Les employés qui tirent la sonnette d’alarme doivent pouvoir le faire sans aucune crainte. Dans le domaine de l’IT et de la cybersécurité, les législations commencent à évoluer notamment aux Etats-Unis et en Europe pour protéger ces lanceurs d’alerte. L’Anssi et la CNIL viennent de communiquer dans ce sens.
En août 2022, l’ancien responsable de la sécurité de Twitter, Mudge, de son vrai nom Peiter Zatko, a déposé une plainte de 84 pages auprès de la Securities and Exchange Commission (SEC) pointant du doigt plusieurs faiblesses et manquements du site de micro-blogging. Mauvais chiffre sur les bots et le spam, niveau bas de sécurité, dissimulation d’informations de violation de données au conseil d’administration, autant d’allégations que Twitter a démenties. En tant que personne ayant construit sa vie en dénonçant les failles des logiciels, Peiter Zatko a affirmé qu’il était « éthiquement tenu » de rendre l’affaire publique, car il estimait que Twitter avait négligé de corriger ces failles, selon une interview accordée au Washington Post.
Il n’a pas pris cette décision à la légère, et de nombreux experts qui s’expriment sur des questions de cybersécurité sont confrontés à des dilemmes similaires. La plupart d’entre eux tentent d’abord d’exprimer leurs préoccupations en interne, et ne se tournent vers l’extérieur que s’ils ont l’impression de ne pas être entendus. Lorsqu’une personne décide de signaler des actes répréhensibles, elle sait qu’elle risque d’être confrontée à de graves conséquences. Les mécanismes actuels de divulgation légale « sont difficiles, [et] ils s’accompagnent de nombreuses répercussions », explique Peiter Zatko.
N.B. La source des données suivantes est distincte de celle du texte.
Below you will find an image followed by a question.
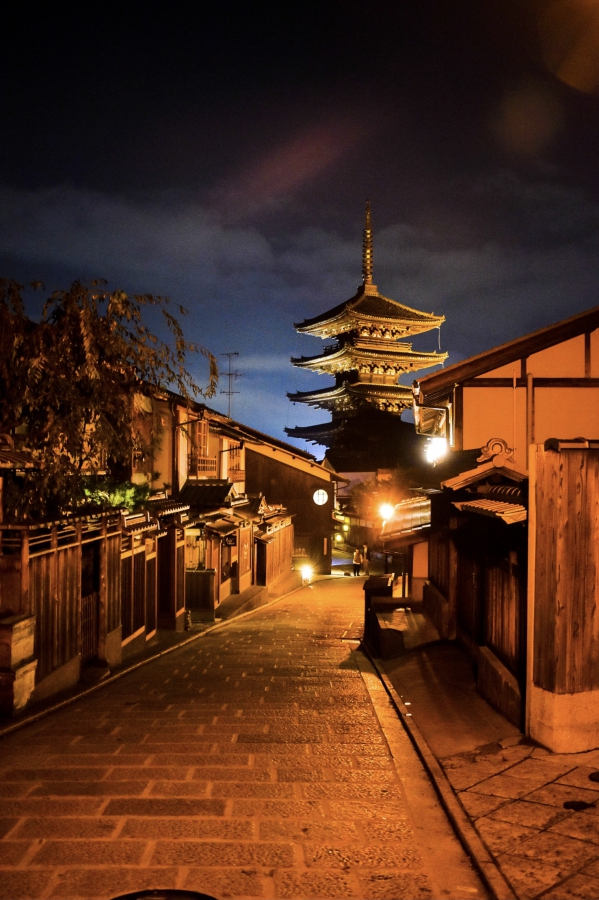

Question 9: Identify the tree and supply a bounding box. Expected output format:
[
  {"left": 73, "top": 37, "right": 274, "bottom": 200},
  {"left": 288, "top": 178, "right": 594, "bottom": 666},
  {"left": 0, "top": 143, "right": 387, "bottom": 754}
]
[{"left": 0, "top": 279, "right": 218, "bottom": 519}]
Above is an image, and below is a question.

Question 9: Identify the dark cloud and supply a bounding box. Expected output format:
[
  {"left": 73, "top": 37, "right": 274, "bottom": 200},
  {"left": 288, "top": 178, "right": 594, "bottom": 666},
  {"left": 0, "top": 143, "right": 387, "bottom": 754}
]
[
  {"left": 2, "top": 173, "right": 598, "bottom": 450},
  {"left": 2, "top": 3, "right": 599, "bottom": 454}
]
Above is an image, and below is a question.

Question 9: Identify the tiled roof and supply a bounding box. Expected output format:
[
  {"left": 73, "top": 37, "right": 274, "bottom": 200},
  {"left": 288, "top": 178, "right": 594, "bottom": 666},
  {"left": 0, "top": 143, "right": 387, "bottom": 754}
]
[
  {"left": 179, "top": 480, "right": 234, "bottom": 511},
  {"left": 295, "top": 286, "right": 444, "bottom": 331},
  {"left": 452, "top": 499, "right": 527, "bottom": 524}
]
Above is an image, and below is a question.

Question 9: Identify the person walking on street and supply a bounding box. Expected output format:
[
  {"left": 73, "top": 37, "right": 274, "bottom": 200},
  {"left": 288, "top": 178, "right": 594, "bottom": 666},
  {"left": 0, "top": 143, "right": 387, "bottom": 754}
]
[
  {"left": 352, "top": 547, "right": 363, "bottom": 576},
  {"left": 362, "top": 544, "right": 371, "bottom": 575}
]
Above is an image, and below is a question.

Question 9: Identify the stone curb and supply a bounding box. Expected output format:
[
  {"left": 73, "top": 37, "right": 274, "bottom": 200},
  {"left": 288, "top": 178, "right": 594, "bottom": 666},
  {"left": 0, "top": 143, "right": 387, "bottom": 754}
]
[
  {"left": 362, "top": 646, "right": 518, "bottom": 900},
  {"left": 0, "top": 582, "right": 306, "bottom": 741}
]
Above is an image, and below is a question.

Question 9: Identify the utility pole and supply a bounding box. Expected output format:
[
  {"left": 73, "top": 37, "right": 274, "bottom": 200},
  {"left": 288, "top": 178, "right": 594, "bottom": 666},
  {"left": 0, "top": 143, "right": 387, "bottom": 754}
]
[{"left": 220, "top": 352, "right": 243, "bottom": 418}]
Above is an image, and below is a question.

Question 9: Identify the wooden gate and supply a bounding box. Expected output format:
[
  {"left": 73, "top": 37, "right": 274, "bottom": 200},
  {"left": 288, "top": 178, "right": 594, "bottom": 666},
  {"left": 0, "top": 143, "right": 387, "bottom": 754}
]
[{"left": 453, "top": 516, "right": 526, "bottom": 684}]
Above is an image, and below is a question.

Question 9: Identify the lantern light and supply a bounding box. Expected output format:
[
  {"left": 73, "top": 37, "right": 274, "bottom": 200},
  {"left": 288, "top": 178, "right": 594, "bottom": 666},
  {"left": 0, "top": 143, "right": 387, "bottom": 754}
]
[
  {"left": 379, "top": 503, "right": 395, "bottom": 521},
  {"left": 425, "top": 437, "right": 448, "bottom": 464}
]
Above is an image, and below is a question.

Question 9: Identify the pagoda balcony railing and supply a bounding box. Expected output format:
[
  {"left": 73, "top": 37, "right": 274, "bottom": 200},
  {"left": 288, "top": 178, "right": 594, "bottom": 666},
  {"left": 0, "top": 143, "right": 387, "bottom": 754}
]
[
  {"left": 228, "top": 466, "right": 245, "bottom": 482},
  {"left": 188, "top": 455, "right": 218, "bottom": 478}
]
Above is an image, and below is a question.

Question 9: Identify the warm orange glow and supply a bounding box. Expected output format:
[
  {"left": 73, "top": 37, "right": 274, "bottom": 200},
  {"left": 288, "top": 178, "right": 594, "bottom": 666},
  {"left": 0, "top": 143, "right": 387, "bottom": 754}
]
[
  {"left": 379, "top": 503, "right": 395, "bottom": 521},
  {"left": 425, "top": 437, "right": 448, "bottom": 464},
  {"left": 539, "top": 0, "right": 599, "bottom": 94},
  {"left": 300, "top": 564, "right": 313, "bottom": 583}
]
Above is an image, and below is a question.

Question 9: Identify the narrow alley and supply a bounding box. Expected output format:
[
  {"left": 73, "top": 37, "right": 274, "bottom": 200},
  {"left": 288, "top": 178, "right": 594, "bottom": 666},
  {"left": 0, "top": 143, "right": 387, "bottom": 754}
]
[{"left": 0, "top": 577, "right": 486, "bottom": 900}]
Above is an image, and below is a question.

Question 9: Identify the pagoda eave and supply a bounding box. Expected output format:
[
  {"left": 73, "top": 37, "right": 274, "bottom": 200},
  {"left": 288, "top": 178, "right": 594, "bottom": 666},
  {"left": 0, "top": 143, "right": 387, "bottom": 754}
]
[
  {"left": 295, "top": 289, "right": 445, "bottom": 339},
  {"left": 284, "top": 420, "right": 346, "bottom": 443},
  {"left": 288, "top": 382, "right": 414, "bottom": 415},
  {"left": 291, "top": 347, "right": 448, "bottom": 375}
]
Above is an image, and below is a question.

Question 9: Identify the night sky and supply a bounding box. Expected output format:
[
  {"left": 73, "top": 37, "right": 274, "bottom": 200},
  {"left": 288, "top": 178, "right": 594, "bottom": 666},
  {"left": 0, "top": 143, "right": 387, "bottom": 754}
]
[{"left": 2, "top": 2, "right": 599, "bottom": 455}]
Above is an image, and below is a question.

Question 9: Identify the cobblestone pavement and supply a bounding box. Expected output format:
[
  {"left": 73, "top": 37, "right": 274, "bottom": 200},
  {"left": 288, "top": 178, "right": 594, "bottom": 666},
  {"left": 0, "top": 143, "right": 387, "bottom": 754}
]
[
  {"left": 441, "top": 739, "right": 599, "bottom": 900},
  {"left": 383, "top": 637, "right": 599, "bottom": 900},
  {"left": 0, "top": 577, "right": 486, "bottom": 900}
]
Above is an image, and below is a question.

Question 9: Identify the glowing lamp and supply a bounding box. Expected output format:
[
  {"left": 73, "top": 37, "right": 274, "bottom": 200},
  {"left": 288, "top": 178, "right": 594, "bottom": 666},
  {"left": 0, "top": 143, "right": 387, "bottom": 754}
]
[
  {"left": 300, "top": 565, "right": 313, "bottom": 583},
  {"left": 425, "top": 437, "right": 448, "bottom": 464},
  {"left": 379, "top": 503, "right": 395, "bottom": 521}
]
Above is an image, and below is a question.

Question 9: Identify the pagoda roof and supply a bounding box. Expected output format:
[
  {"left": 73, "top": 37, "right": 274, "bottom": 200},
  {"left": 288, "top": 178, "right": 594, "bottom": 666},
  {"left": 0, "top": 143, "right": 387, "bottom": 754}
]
[
  {"left": 291, "top": 342, "right": 447, "bottom": 373},
  {"left": 294, "top": 284, "right": 444, "bottom": 336},
  {"left": 288, "top": 381, "right": 413, "bottom": 410},
  {"left": 284, "top": 420, "right": 346, "bottom": 443}
]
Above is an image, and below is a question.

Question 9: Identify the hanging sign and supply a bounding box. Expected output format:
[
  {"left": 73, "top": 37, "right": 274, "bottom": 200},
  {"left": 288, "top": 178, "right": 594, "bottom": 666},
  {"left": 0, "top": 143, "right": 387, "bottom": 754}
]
[{"left": 224, "top": 533, "right": 237, "bottom": 546}]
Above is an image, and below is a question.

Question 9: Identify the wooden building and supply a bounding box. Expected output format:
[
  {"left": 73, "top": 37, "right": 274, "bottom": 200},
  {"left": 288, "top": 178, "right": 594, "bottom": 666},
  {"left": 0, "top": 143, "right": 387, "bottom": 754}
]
[
  {"left": 0, "top": 390, "right": 330, "bottom": 713},
  {"left": 413, "top": 305, "right": 599, "bottom": 468},
  {"left": 412, "top": 306, "right": 599, "bottom": 750},
  {"left": 158, "top": 401, "right": 338, "bottom": 575}
]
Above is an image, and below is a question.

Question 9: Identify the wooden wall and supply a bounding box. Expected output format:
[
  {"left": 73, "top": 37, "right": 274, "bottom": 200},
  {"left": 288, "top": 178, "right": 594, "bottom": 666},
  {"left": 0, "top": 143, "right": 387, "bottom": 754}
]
[
  {"left": 29, "top": 540, "right": 80, "bottom": 681},
  {"left": 263, "top": 521, "right": 294, "bottom": 586},
  {"left": 485, "top": 549, "right": 523, "bottom": 677},
  {"left": 533, "top": 445, "right": 599, "bottom": 693},
  {"left": 429, "top": 496, "right": 526, "bottom": 684},
  {"left": 245, "top": 449, "right": 332, "bottom": 572},
  {"left": 428, "top": 526, "right": 452, "bottom": 600},
  {"left": 105, "top": 532, "right": 122, "bottom": 635}
]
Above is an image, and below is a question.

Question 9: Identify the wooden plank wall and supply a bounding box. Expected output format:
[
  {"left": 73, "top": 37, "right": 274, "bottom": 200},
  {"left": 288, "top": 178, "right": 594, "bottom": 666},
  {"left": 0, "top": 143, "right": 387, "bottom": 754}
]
[
  {"left": 176, "top": 535, "right": 185, "bottom": 612},
  {"left": 452, "top": 516, "right": 525, "bottom": 680},
  {"left": 121, "top": 554, "right": 133, "bottom": 639},
  {"left": 264, "top": 522, "right": 294, "bottom": 585},
  {"left": 29, "top": 540, "right": 80, "bottom": 682},
  {"left": 428, "top": 526, "right": 451, "bottom": 599},
  {"left": 456, "top": 540, "right": 480, "bottom": 656},
  {"left": 485, "top": 552, "right": 521, "bottom": 675},
  {"left": 534, "top": 446, "right": 599, "bottom": 693},
  {"left": 106, "top": 533, "right": 121, "bottom": 634}
]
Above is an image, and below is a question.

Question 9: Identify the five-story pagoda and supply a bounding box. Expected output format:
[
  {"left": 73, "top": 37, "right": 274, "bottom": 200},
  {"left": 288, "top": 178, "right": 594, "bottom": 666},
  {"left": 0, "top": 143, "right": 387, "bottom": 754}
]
[{"left": 286, "top": 203, "right": 447, "bottom": 464}]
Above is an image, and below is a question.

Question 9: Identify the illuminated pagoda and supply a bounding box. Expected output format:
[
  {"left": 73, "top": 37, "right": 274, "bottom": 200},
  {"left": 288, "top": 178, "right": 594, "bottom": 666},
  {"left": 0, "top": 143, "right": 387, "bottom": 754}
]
[{"left": 286, "top": 202, "right": 448, "bottom": 466}]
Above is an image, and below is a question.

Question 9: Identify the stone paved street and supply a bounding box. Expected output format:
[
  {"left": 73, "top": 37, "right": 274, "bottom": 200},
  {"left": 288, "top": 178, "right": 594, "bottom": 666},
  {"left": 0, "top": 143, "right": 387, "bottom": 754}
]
[
  {"left": 0, "top": 577, "right": 486, "bottom": 900},
  {"left": 441, "top": 740, "right": 599, "bottom": 900}
]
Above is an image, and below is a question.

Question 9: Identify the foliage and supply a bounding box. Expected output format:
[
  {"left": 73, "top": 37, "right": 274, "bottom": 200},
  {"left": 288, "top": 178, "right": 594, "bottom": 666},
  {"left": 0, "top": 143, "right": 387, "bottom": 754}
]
[
  {"left": 83, "top": 479, "right": 152, "bottom": 510},
  {"left": 0, "top": 278, "right": 218, "bottom": 519}
]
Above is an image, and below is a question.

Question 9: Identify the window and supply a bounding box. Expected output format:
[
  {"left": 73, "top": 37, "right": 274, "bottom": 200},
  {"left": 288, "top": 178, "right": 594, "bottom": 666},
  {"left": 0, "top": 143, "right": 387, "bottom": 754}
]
[
  {"left": 188, "top": 419, "right": 217, "bottom": 477},
  {"left": 190, "top": 419, "right": 209, "bottom": 456}
]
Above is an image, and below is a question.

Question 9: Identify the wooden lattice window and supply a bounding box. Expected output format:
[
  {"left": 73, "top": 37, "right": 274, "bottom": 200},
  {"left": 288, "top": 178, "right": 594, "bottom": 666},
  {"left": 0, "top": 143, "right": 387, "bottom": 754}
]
[
  {"left": 190, "top": 419, "right": 209, "bottom": 456},
  {"left": 188, "top": 419, "right": 216, "bottom": 477}
]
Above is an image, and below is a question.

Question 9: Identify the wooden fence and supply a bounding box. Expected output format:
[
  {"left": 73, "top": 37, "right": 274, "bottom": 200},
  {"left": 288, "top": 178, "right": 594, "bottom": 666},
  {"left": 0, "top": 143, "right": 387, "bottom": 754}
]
[{"left": 0, "top": 514, "right": 121, "bottom": 683}]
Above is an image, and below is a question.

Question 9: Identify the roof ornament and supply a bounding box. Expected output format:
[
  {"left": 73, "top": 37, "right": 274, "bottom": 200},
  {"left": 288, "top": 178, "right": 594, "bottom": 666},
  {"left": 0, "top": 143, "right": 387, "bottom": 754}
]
[
  {"left": 477, "top": 437, "right": 515, "bottom": 467},
  {"left": 362, "top": 199, "right": 373, "bottom": 286}
]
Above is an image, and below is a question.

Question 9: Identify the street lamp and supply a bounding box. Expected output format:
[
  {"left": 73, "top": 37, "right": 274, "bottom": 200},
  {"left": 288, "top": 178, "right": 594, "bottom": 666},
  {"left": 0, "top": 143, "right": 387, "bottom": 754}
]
[{"left": 379, "top": 503, "right": 395, "bottom": 522}]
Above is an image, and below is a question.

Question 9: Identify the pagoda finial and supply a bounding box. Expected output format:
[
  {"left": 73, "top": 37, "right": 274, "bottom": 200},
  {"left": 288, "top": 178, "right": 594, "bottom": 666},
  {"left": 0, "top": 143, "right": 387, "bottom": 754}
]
[{"left": 362, "top": 199, "right": 373, "bottom": 285}]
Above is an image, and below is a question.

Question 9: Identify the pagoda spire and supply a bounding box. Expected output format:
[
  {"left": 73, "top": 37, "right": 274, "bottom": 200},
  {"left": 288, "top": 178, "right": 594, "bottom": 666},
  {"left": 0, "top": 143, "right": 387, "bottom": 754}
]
[{"left": 362, "top": 199, "right": 373, "bottom": 285}]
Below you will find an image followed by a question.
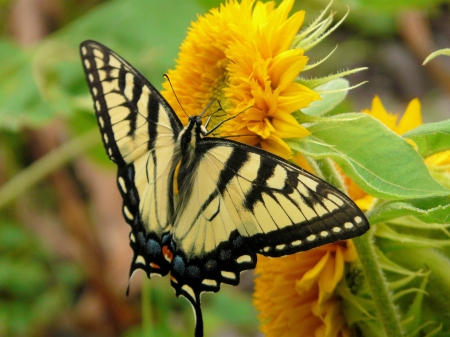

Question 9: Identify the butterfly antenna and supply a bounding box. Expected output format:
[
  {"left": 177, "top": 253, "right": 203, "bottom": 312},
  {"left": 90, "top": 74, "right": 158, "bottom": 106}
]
[
  {"left": 199, "top": 99, "right": 221, "bottom": 118},
  {"left": 205, "top": 105, "right": 253, "bottom": 136},
  {"left": 213, "top": 133, "right": 256, "bottom": 139},
  {"left": 163, "top": 74, "right": 189, "bottom": 118}
]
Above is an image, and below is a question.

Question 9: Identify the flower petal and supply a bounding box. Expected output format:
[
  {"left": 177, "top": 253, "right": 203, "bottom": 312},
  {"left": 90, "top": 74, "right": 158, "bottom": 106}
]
[
  {"left": 397, "top": 97, "right": 422, "bottom": 135},
  {"left": 272, "top": 112, "right": 311, "bottom": 138}
]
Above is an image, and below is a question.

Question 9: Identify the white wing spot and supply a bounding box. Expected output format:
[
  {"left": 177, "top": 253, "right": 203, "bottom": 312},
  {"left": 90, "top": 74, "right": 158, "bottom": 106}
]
[
  {"left": 108, "top": 148, "right": 113, "bottom": 156},
  {"left": 123, "top": 206, "right": 134, "bottom": 220},
  {"left": 354, "top": 216, "right": 363, "bottom": 224},
  {"left": 332, "top": 226, "right": 342, "bottom": 233},
  {"left": 130, "top": 233, "right": 136, "bottom": 242},
  {"left": 202, "top": 279, "right": 218, "bottom": 287},
  {"left": 236, "top": 255, "right": 252, "bottom": 264},
  {"left": 302, "top": 176, "right": 319, "bottom": 191},
  {"left": 103, "top": 133, "right": 109, "bottom": 144},
  {"left": 263, "top": 246, "right": 270, "bottom": 253},
  {"left": 276, "top": 244, "right": 286, "bottom": 250},
  {"left": 181, "top": 285, "right": 196, "bottom": 302},
  {"left": 88, "top": 73, "right": 94, "bottom": 82},
  {"left": 307, "top": 234, "right": 317, "bottom": 242},
  {"left": 320, "top": 230, "right": 329, "bottom": 237},
  {"left": 291, "top": 240, "right": 302, "bottom": 246},
  {"left": 344, "top": 222, "right": 354, "bottom": 229},
  {"left": 84, "top": 59, "right": 90, "bottom": 69},
  {"left": 135, "top": 255, "right": 145, "bottom": 265},
  {"left": 81, "top": 46, "right": 87, "bottom": 55},
  {"left": 118, "top": 177, "right": 127, "bottom": 193},
  {"left": 95, "top": 100, "right": 101, "bottom": 111},
  {"left": 221, "top": 271, "right": 236, "bottom": 280},
  {"left": 327, "top": 193, "right": 344, "bottom": 206},
  {"left": 98, "top": 116, "right": 104, "bottom": 128}
]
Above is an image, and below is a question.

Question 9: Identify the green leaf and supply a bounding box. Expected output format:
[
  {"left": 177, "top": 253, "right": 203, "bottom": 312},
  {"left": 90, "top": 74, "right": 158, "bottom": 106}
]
[
  {"left": 403, "top": 270, "right": 430, "bottom": 337},
  {"left": 0, "top": 40, "right": 54, "bottom": 130},
  {"left": 402, "top": 119, "right": 450, "bottom": 158},
  {"left": 54, "top": 0, "right": 207, "bottom": 89},
  {"left": 375, "top": 224, "right": 450, "bottom": 247},
  {"left": 0, "top": 0, "right": 208, "bottom": 131},
  {"left": 423, "top": 48, "right": 450, "bottom": 65},
  {"left": 368, "top": 197, "right": 450, "bottom": 224},
  {"left": 353, "top": 0, "right": 443, "bottom": 13},
  {"left": 288, "top": 113, "right": 450, "bottom": 199},
  {"left": 300, "top": 78, "right": 349, "bottom": 116}
]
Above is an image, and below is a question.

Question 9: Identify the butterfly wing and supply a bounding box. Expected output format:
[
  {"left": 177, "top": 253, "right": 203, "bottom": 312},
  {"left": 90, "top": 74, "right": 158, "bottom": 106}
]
[
  {"left": 80, "top": 41, "right": 183, "bottom": 280},
  {"left": 169, "top": 137, "right": 369, "bottom": 312}
]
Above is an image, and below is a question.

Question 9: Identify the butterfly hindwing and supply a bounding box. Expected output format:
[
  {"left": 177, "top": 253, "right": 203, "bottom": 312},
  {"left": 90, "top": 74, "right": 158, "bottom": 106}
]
[{"left": 80, "top": 41, "right": 182, "bottom": 279}]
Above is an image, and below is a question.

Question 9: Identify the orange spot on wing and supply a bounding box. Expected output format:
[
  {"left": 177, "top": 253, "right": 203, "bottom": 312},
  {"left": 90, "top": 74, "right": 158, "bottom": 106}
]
[
  {"left": 150, "top": 262, "right": 160, "bottom": 269},
  {"left": 162, "top": 245, "right": 173, "bottom": 262}
]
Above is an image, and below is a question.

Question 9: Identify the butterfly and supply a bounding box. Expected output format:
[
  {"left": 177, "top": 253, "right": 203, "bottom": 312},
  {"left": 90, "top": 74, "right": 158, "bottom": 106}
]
[{"left": 80, "top": 40, "right": 369, "bottom": 337}]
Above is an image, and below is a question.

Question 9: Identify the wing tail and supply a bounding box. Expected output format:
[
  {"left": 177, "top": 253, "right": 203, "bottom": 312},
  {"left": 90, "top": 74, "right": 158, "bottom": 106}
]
[{"left": 193, "top": 297, "right": 204, "bottom": 337}]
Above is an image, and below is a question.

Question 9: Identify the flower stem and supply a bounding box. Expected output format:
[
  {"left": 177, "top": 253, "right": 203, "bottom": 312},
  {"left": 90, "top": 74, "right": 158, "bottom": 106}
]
[
  {"left": 0, "top": 128, "right": 100, "bottom": 210},
  {"left": 316, "top": 158, "right": 347, "bottom": 193},
  {"left": 353, "top": 232, "right": 404, "bottom": 337},
  {"left": 142, "top": 281, "right": 152, "bottom": 336}
]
C’est pourquoi il estime que certains des aspects entourant la dénonciation « doivent être revus ».
Les entreprises jouent sur la peur des employés
Les employés qui se manifestent ont des craintes, les principales étant « la peur des représailles et celle de la futilité – que parler ne changera rien », explique Dana Gold, conseillère principale au Government Accountability Project. Les employés des secteurs de la technologie et de la cybersécurité doivent être mieux protégés contre les représailles. « Des lois solides sur la protection des lanceurs d’alerte et des voies d’accès pour les divulgations sont essentielles, au point d’être non négociables pour une gouvernance privée et publique responsable. Nous avons besoin que les lanceurs d’alerte puissent se manifester – ils ne sont pas seulement la meilleure défense contre les menaces critiques, mais ils peuvent parfois être la seule défense dont nous disposons ».
La législation relative à la protection des lanceurs d’alerte s’est quelque peu améliorée dans le monde au cours des dernières décennies, mais des changements doivent encore être apportés pour permettre à ces profils IT de signaler plus facilement les problèmes sans craindre de conséquences. « Au moins aux États-Unis, les travailleurs du secteur IT doivent bénéficier de meilleures protections », déclare Dana Gold. « Le Congrès a été tellement lent et incapable de réglementer le secteur technologique. Malgré de nombreuses auditions de contrôle visant à résoudre les problèmes de l’industrie technologique, les employés du secteur restent vulnérables sans protection autonome des dénonciateurs ».
Créer un environnement sécurisé pour encourager le signalement de problèmes
La cybersécurité étant de plus en plus présente dans nos vies, il est « vital pour la sécurité nationale », comme le dit madame Gold, d’encourager les lanceurs d’alerte qui signalent des problèmes liés à l’IT. Les pays doivent faire deux choses, dit-elle. Premièrement, ils doivent s’assurer que les employés du secteur public travaillant dans le domaine de l’infosécurité sont pris au sérieux lorsqu’ils souhaitent signaler des actes répréhensibles. Cela signifie qu’ils doivent disposer de plusieurs voies d’accès et créer un environnement dans lequel ils se sentent en sécurité pour se manifester. Sue Bergamo, RSSI chez BTE Partners partage cet avis. « Les gouvernements devraient mettre en place un programme de dénonciation comportant des instructions claires sur la manière de divulguer des informations, puis offrir les ressources nécessaires pour mettre en place des procédures encourageant les employés à se manifester et garantissant un environnement sûr pour les dénonciations », dit-elle.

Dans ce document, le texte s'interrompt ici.